Now, in 2013, I am grateful to have Edgewood's Dominican tradition directly in front of me AND as a guide for the future. The Dominican mission asks us to forge meaningful relationships, engage in open-minded reflection, and participate in compassionate action. I've found these goals easier to realize when I've stopped running long enough to step off the hamster wheel and pay attention, both to my inner and outer worlds.
As of today, at least, I try to practice a motto different than “Race toward the future.” In keeping with the animal theme, it’s a message that appeared on a bone-shaped dog tag and read, “Sit, stay, heal.” (That’s heal with an “A” in case you thought I was talking about the heel that means to act in a disciplined fashion, which does not mesh all that well with my other favorite bumper sticker slogan: “Well-behaved women seldom make history.”) In seriousness though, I like to imagine what this world might be like if a whole slew of us disregarded the many messages we receive in this society to run, escape, and go numb and, instead, we sat. We stayed. And we healed.

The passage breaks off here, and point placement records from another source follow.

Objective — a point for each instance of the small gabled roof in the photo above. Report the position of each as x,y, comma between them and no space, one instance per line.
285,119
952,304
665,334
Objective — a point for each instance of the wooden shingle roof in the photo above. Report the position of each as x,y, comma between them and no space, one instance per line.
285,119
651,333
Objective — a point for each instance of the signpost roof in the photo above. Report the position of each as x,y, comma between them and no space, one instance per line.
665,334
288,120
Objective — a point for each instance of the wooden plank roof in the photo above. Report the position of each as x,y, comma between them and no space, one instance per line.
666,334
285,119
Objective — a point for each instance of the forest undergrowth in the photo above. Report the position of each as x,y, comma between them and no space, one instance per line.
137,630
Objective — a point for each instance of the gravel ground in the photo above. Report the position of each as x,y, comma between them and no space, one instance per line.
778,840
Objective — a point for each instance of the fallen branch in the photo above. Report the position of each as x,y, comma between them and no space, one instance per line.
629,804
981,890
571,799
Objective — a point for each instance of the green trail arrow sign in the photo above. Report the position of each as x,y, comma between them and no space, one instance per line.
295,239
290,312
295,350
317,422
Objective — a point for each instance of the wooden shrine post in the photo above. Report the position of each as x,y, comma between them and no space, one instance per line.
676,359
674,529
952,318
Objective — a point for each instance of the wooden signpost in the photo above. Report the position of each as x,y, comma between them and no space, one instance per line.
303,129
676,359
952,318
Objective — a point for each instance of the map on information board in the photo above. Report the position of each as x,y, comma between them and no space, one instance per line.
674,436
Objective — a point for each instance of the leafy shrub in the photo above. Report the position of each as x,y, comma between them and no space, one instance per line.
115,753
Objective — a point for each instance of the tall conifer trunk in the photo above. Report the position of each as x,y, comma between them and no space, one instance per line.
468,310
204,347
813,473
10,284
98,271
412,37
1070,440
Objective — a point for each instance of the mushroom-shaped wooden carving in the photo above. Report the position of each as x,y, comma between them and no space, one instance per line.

I cannot think of a better way to highlight the possibilities that arise when we connect with our experience in the present than by closing with the poignant words of Mark Nepo:
We waste so much energy trying to cover up who we are when beneath every attitude is the want to be loved, and beneath every anger is a wound to be healed, and beneath every sadness is the fear that there will not be enough time. Our challenge each day is not to get dressed to face the world but to unglove ourselves so that the doorknob feels cold and the car handle feels wet and the kiss goodbye feels like the lips of another being, soft and unrepeatable.
Congratulations class of 2013 and thank you again!